Find the maximum value of $(x+2) \cdot (12-3x)$ , x is a Real number

Question

Question:- Find the maximum value of $(x+2) \cdot (12-3x)$. $x$ is a Real number.

The solution given in the textbook applies AM-GM to solve this

$$3 \cdot (x+2) \cdot (4-x)$$

Now, $x+2 = a$ and $4-x = b$

$a+b=6$

Objective to maximize $3 \cdot a \cdot b$

by AM-GM inequality,

$$\frac{a+b}{2} \geq \sqrt{ab}$$

$$a \cdot b \leq 9$$

Therefore $3 \cdot a \cdot b \leq 27$

But is the solution correct? as we know that while applying AM-GM, the terms should be positive real but $a$ and $b$ are not positive for every $x$ as Real number , if I am correct the range of $(-\infty,-2)$ to $(4, \infty)$ should be given for $a$ and $b$ to be both positive and then apply AM-GM, please suggest if some other way is possible too to solve this.

Answer 1

You are right, there's something missing, but we can fix the argument by restricting the domain.

• First and foremost, $f(x)<0$ for $x>4\lor x<-2$ and $f(x)\ge 0$ for $-2\le x\le 4$, therefore for the purpose of finding the maximum value we only need to consider $-2\le x\le 4$. For those values of $x$, we have that $x+2\ge 0$ and $4-x\ge 0$, therefore the discussion carries on correctly.

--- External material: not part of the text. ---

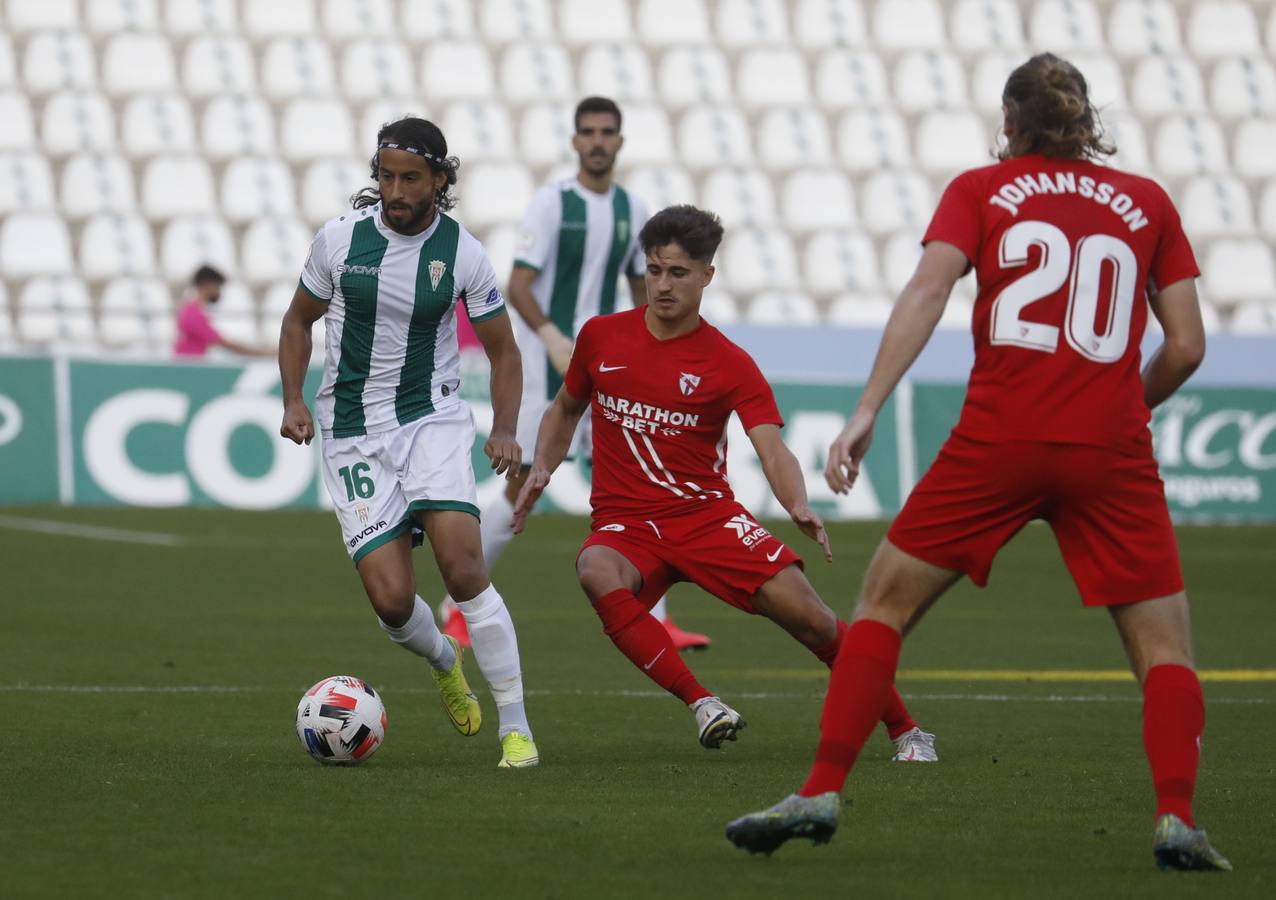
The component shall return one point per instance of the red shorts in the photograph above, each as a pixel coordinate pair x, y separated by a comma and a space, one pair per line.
717, 545
1106, 510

• The final step is missing: we have proved that, for $-2\le x\le4$, $$\sqrt{\frac13 f(x)}=GM(x)\le AM(x)=3$$ We still need to prove that there is some $x\in [-2,4]$ for which $AM(x)=GM(x)$. As we know, this is the case if and only if $a(x)=b(x)$, which is fortunately for $x=1\in [-2,4]$.

Answer 2

Technically, as you mentioned, you cannot directly use AM-GM in this case. But we can just use the inequality $$(a+b)^2 \geq 4ab$$ instead. This inequality holds for any real numbers $a$ and $b$, since \begin{align*} (a+b)^2 &= a^2 + 2ab + b^2 \\ &= (a^2 - 2ab + b^2) + 4ab \\ &= (a-b)^2 + 4ab \\ &\geq 0 + 4ab \\ &= 4ab. \end{align*}

Answer 3

It is a high-school result that the extremum of a quadratic polynomial with two real roots $\alpha,\beta$ is attained at $$\xi=\frac{\alpha+\beta}2.$$ Furhermore, this extremum is a maximum if the leading coefficient is negative, a minimum if the leading coefficient is positive.

Here, $\alpha=-2,\;\beta=4$ and the leading coefficient is negative. Hence, we'll have a maximum, attained at $\xi=1$, and you obtain $$M=f(1)=3\cdot 9=27.$$

Answer 4

$(c+x)·(d-x) = \left({c+d\over2}+\left(x+{c-d\over2}\right)\right)·\left({c+d\over2}-\left(x+{c-d\over2}\right)\right) ≤ \left({c+d\over2}\right)^2 $

Above identity is always true, thus no need to check where x is.

$3·(2+x)·(4-x) ≤ 3·\left({2+4\over2}\right)^2 = 3^3 = 27$